Durant toute sa vie professionnelle d’institutrice et de directrice d’école, elle a combattu les préjugés et conventions qui fossilisent encore la société pensante française : je veux parler, en particulier de l’Education de notre Jeunesse. C’était son véritable terrain de prédilection, sa vocation première, son laboratoire journalier, dérangeant les tenants de l’ordre à une époque où il n’était pas toléré de dire NON. C’est donc avec une audacieuse modernité qu’elle forma et dirigea une pléïade d’institutrices dans la pédagogie montessorienne.

Permettez-moi de citer le sociologue Pierre BOURDIEU, orfèvre en la matière, car Lily Roustin savait conjuguer le Social à tous les temps, je cite : « les femmes dans l’éducatif restent encore les objets d’échange dans l’économie des biens symboliques ; c’est-à-dire condamnées aux tâches domestiques, aux pratiques religieuses, aux inégalités des chances ». Emilie Rosutin considérait aussi l’école comme la voie royale de la liberté ouvrant les portes à la culture, à la tolérance, au partage du meilleur de ce que les hommes ont en commun.
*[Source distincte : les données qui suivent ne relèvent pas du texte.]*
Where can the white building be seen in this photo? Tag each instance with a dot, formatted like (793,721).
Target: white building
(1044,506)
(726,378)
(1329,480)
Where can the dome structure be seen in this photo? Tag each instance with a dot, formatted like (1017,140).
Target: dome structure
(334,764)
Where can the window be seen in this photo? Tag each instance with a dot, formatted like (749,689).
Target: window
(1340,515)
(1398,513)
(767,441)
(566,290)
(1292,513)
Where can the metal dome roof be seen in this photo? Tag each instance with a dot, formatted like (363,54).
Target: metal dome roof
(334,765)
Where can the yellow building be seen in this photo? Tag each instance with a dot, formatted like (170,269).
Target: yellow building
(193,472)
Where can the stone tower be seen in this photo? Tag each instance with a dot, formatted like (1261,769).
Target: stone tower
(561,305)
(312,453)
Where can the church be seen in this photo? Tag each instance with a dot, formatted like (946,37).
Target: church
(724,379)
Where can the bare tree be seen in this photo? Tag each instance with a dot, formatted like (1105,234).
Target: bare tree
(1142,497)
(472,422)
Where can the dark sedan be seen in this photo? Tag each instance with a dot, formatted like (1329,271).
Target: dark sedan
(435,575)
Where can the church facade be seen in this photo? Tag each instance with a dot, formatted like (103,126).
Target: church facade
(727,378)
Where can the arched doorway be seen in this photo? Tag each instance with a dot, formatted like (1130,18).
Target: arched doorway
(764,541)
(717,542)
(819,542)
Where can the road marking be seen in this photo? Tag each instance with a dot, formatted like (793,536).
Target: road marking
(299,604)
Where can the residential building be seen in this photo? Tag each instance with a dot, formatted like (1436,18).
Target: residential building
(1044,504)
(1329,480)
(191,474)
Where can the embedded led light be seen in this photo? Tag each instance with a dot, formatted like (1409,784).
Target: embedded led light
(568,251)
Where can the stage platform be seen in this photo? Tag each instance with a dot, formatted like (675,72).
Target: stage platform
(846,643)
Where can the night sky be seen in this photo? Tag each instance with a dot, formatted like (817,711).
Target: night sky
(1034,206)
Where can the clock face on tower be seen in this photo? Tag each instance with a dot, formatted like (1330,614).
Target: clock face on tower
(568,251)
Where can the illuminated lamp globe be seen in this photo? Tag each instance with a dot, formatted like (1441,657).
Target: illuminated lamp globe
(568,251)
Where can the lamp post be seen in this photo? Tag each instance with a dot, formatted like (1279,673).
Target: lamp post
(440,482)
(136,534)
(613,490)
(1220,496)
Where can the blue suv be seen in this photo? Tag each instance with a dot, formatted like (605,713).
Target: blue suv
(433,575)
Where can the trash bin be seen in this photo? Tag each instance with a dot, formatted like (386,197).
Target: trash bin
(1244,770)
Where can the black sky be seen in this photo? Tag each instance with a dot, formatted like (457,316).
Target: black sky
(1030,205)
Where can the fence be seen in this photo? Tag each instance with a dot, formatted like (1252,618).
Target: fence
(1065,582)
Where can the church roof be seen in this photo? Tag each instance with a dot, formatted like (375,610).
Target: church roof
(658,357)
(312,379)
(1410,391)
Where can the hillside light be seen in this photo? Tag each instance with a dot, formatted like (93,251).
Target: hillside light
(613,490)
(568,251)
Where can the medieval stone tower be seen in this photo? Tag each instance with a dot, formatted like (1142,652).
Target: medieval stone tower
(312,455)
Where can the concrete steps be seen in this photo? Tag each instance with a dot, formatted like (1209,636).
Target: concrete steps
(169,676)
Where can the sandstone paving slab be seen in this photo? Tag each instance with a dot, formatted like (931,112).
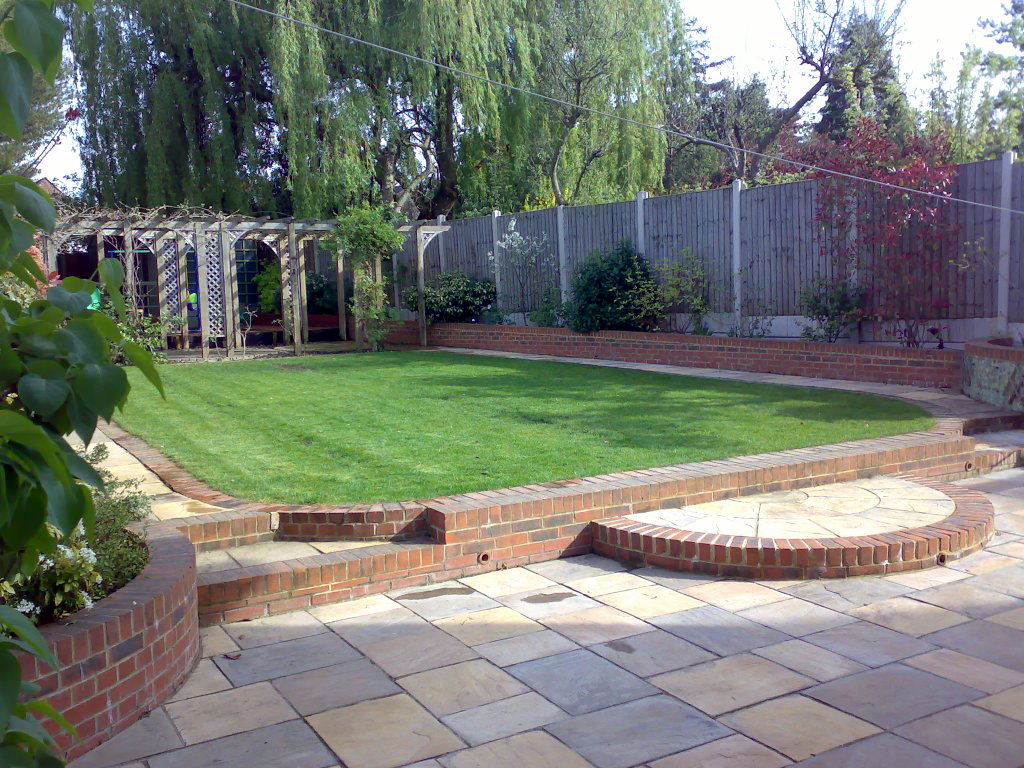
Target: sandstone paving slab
(571,568)
(883,750)
(442,600)
(596,625)
(206,678)
(461,686)
(292,743)
(371,628)
(417,651)
(541,604)
(537,750)
(508,582)
(214,560)
(384,732)
(361,606)
(969,599)
(795,616)
(718,631)
(264,552)
(983,562)
(811,660)
(274,629)
(846,594)
(1009,702)
(289,657)
(215,641)
(735,595)
(629,733)
(151,734)
(675,580)
(652,600)
(869,644)
(731,752)
(892,695)
(227,713)
(908,615)
(982,639)
(799,727)
(487,626)
(651,652)
(969,671)
(338,685)
(727,684)
(525,647)
(974,736)
(608,583)
(927,578)
(503,718)
(580,681)
(1013,619)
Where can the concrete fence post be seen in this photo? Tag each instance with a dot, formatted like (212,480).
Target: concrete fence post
(1006,202)
(737,254)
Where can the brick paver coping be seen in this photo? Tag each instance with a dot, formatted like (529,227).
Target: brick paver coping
(880,525)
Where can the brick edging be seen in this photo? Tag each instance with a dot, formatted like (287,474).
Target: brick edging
(128,653)
(964,531)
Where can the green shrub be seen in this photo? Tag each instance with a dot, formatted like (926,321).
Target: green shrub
(86,568)
(455,297)
(834,305)
(615,291)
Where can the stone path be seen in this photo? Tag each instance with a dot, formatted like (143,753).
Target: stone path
(582,662)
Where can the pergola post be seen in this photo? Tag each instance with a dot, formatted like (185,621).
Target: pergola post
(296,275)
(181,253)
(340,281)
(204,299)
(228,276)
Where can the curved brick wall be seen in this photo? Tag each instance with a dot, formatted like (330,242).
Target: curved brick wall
(873,363)
(993,373)
(127,654)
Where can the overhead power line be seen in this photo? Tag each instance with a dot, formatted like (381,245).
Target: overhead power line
(611,116)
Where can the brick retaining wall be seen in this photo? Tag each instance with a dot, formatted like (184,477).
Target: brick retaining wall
(127,654)
(871,363)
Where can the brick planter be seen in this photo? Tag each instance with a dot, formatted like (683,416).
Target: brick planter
(871,363)
(127,654)
(993,373)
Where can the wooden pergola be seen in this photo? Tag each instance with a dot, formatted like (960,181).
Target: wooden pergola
(170,235)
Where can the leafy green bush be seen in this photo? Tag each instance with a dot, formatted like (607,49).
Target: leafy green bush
(84,568)
(834,305)
(615,291)
(454,297)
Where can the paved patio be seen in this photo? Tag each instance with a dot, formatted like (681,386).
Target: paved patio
(581,662)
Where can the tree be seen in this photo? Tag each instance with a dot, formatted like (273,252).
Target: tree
(864,80)
(903,249)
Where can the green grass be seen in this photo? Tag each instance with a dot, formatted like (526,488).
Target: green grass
(412,425)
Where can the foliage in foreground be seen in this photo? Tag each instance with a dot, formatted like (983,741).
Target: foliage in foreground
(57,378)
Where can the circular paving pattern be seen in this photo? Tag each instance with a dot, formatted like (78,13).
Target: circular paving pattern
(873,525)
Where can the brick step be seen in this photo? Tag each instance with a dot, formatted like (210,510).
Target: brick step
(262,579)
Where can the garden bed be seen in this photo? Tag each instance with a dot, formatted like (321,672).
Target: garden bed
(128,653)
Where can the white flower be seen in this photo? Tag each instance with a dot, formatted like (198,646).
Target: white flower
(27,606)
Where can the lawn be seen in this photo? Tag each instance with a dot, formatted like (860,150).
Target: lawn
(412,425)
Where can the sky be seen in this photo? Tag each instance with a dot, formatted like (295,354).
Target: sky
(753,34)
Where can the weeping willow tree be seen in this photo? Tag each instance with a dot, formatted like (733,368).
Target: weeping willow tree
(222,107)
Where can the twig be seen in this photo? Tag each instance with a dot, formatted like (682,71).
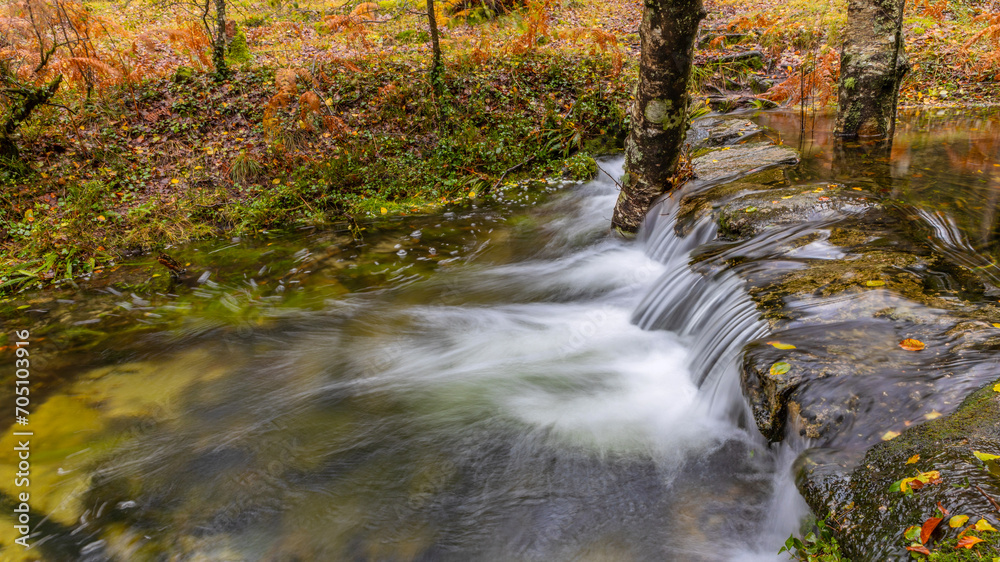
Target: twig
(620,186)
(992,501)
(504,175)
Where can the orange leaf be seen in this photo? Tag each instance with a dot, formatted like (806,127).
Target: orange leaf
(928,527)
(968,542)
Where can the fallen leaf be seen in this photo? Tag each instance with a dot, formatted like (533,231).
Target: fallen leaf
(967,542)
(928,527)
(984,525)
(985,456)
(780,368)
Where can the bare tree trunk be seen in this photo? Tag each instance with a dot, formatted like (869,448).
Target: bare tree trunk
(872,65)
(659,114)
(219,46)
(436,65)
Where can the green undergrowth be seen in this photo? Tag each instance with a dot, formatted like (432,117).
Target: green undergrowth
(186,157)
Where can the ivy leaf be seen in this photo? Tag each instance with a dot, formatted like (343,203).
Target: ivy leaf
(957,521)
(984,525)
(928,527)
(780,368)
(968,542)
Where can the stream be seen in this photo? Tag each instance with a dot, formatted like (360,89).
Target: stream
(500,381)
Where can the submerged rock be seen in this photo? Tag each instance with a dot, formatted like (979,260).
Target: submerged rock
(871,516)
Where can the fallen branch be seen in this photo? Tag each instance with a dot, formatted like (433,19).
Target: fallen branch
(620,186)
(504,175)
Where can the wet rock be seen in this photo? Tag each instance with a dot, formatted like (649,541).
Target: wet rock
(733,162)
(714,132)
(849,383)
(870,518)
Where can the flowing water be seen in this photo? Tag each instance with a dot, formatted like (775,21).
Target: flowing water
(504,382)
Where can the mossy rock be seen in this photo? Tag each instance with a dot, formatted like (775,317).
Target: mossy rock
(714,132)
(733,162)
(870,517)
(748,216)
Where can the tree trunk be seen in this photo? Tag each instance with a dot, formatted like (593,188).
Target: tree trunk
(659,114)
(219,46)
(872,65)
(435,72)
(31,97)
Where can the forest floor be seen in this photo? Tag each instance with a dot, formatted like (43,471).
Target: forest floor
(329,118)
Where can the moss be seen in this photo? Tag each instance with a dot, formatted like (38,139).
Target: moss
(239,51)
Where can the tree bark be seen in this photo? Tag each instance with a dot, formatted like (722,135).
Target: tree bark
(219,46)
(872,65)
(436,65)
(659,114)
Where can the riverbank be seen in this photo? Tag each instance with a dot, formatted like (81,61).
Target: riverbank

Elle donnait, par exemple, la préférence à un beau vers de Racine, à la sécheresse des résultats boursiers. Sa formation pédagogique l’a fait adhérer de suite à la méthode montessorienne. Emilie Brandt lui demande de prendre la Direction de son école à Neuilly, en 1952, avec 12 élèves seulement. Levallois-Perret par la suite, (on est en 1954) c’est son grand combat avec peu de moyens financiers et sans soutien de l’Education Nationale. Contre vents et marées, elle créa et dirigea d’une main de fer (les Anciens pourront l’attester) l’Ecole Nouvelle de la rue Mathilde Girault.

Une simple anecdote illustrera un des traits de son caractère. Nous nous y prêtions de bonne grâce, cela consistait à nous réunir dans une salle de classe et à nous faire effectuer individuellement les divisions et multiplications de son cru, c’est-à-dire avec quantités de virgules et de zéro, sans calculette. Evidemment, les résultats étaient décevants. Alors mademoiselle la Directrice, triomphante et montant sur ses grands chevaux, nous lançait : » vraiment vous n’êtes pas capables d’aider vos enfants, laissez ce travail aux institutrices ». C’était sans appel, mais jamais je n’ai connu de vexation chez les parents, juste un peu de rides à l’amour propre !

Un jour de confidence, elle m’a dit : « on enseigne encore la grammaire de Louis XIV », ou bien « Marguerite Duras, prix Goncourt, aurait mieux fait d’écrire des poèmes ! » ou encore « Béatrix Beck, prix Goncourt, l’auteur de L éon Morin prêtre porté à l’écran et interprété par Jean-Paul Belmondo ne sait pas écrire ». Et bien d’autres …

Curieuse femme maniant aussi l’humour, mais qui cachait une profonde gravité, surtout lorsqu’il s’agissait de question humanitaire ! Ayant beaucoup voyagé de par le monde, elle pouvait juger mieux que quiconque des délabrements physique et moral des enfants privés de tout et d’école. Toute sa vie elle a aimé les enfants des autres ! Elle reçut les palmes académiques, juste récompense pour cette femme d’exception.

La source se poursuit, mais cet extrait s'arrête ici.